Question

Un granjero tiene 100 vacas que pesan 125 kg cada una. El costo diario de mantenimiento de una vaca asciende a $ 5.00. Las vacas ganan peso a razón de 3 kg diarios. El precio en el mercado es ahora de 25 pesos por kg y esta bajando a razón de un centavo diario. ¿cuanto tiempo debe esperar el granjero para obtener una ganancia maxima al vender sus vacas?.

Answer 1

Answer:

25 days

Step-by-step explanation:

Assuming that the farmer waits for n days to get get the maximum profit.

Given that the total number of cows the farmer has, = 100

Currect weight of one cow = 125 kg.

Weight gain rate for one cow = 3 kg/day

So, weight gained by one cow in n days = 3n kg

Therefore, the weight of one cow after n days $= 125 + 3n \;\;kg \cdots(i)$

Cost for keeping one cow = $5/day.

Cost for keeping one cow for n days = $ 5n

So, Cost for keeping 100 cows for n days $= \ 5n \times 100 =\ 500n \cdots(ii)$

Current market price = 25 pesos / kg = 125 cents / kg [ as 1 peso = 5 cents]
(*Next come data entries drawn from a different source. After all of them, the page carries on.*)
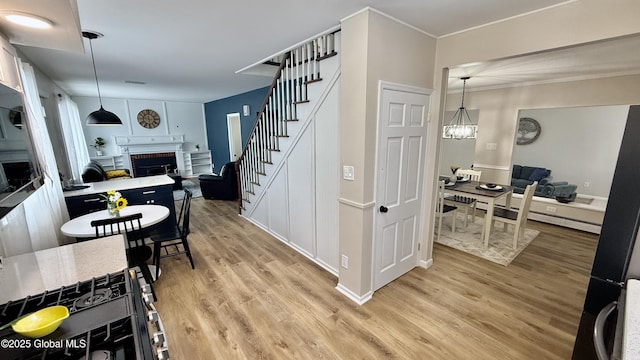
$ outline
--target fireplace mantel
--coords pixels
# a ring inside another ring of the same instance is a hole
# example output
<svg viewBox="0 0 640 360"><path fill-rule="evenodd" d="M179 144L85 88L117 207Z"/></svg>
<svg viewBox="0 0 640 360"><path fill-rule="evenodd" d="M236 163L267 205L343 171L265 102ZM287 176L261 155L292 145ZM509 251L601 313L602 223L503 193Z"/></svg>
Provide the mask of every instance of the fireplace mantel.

The falling rate of market price = 1 cent /day.

Fall in price in n days $= 1\times n = n$ cents.

So, market price after n days $= 125-n cent/kg\cdots(iii)$

By using equations (i) and (iii),

The selling price of one cow after n days $= (125+3n) \times (125-n)$ cents.
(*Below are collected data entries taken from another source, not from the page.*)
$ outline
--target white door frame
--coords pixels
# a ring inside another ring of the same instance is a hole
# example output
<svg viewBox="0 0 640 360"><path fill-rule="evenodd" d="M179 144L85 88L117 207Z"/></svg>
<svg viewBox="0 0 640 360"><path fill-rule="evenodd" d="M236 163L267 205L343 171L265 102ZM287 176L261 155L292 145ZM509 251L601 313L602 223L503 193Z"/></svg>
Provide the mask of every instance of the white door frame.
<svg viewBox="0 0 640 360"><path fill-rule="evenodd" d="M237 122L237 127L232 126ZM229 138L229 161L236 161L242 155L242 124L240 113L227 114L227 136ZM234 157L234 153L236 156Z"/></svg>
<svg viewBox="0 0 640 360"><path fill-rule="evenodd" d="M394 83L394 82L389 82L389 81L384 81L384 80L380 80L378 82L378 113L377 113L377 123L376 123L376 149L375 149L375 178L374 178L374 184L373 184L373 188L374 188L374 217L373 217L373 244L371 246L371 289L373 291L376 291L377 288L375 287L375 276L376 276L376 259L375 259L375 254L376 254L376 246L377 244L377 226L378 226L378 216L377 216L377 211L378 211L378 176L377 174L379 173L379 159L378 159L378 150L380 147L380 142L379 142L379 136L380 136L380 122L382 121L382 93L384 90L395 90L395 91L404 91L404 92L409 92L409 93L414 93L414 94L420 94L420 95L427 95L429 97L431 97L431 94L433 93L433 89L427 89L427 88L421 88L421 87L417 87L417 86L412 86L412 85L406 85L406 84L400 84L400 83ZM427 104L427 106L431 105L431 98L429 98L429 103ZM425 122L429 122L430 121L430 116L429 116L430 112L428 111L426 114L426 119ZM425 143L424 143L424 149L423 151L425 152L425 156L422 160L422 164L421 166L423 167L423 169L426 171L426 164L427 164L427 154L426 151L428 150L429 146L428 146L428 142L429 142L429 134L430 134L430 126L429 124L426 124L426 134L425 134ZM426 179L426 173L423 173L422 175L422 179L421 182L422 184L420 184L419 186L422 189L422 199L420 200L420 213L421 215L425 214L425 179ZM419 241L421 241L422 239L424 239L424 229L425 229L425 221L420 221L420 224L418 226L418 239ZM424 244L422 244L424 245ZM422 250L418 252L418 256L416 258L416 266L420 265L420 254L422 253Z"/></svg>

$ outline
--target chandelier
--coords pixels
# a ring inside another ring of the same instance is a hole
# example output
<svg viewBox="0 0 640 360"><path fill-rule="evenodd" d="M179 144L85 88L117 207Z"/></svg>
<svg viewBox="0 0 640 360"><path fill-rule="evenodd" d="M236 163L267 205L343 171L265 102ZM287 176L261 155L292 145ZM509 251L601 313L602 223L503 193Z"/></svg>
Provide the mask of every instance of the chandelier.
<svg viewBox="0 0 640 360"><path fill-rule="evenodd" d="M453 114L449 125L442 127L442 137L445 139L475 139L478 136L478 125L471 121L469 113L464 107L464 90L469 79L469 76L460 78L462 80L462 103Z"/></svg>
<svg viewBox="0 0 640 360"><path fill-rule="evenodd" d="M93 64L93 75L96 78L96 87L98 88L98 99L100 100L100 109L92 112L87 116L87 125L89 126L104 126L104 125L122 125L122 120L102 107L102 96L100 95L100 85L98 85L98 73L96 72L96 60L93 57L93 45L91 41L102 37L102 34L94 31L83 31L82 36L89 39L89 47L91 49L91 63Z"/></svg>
So, the selling price of 100 cows after n days $= (125+3n) \times (125-n)\times 100$ cents.

As 1 $ = 100 cents. so

The selling price of 100 cows after n days $=\ 5(125+3n) (125-n)\cdots(iv)$.

Now, from equations (ii) and (iv)

Net profit, $P = 5(125+3n) (125-n) - 500n\cdots(v)$

To get the maximum profit, differentiate the profit function in equation (v) with respect to n and equate it to zero to get the value of n, i.e

$\frac {dP}{dn}=0 \\\\\Rightarrow \frac {d}{dn}(5(125+3n) (125-n) - 500n)=0 \\\\\Rightarrow 5[ (125+3n)(-1)+(125-n)(3)]-500=0 \\\\\Rightarrow 5[ -125-3n+375-3n]-500 =0 \\\\\Rightarrow 5[ -125-3n+375-3n]=500\\\\\Rightarrow 250-6n=500/5=100 \\\\\Rightarrow 6n = 250-100=150 \\\\\Rightarrow n= 150/6 = 25.$

Hence, the farmer has to wait for 25 days to get the maximum profit.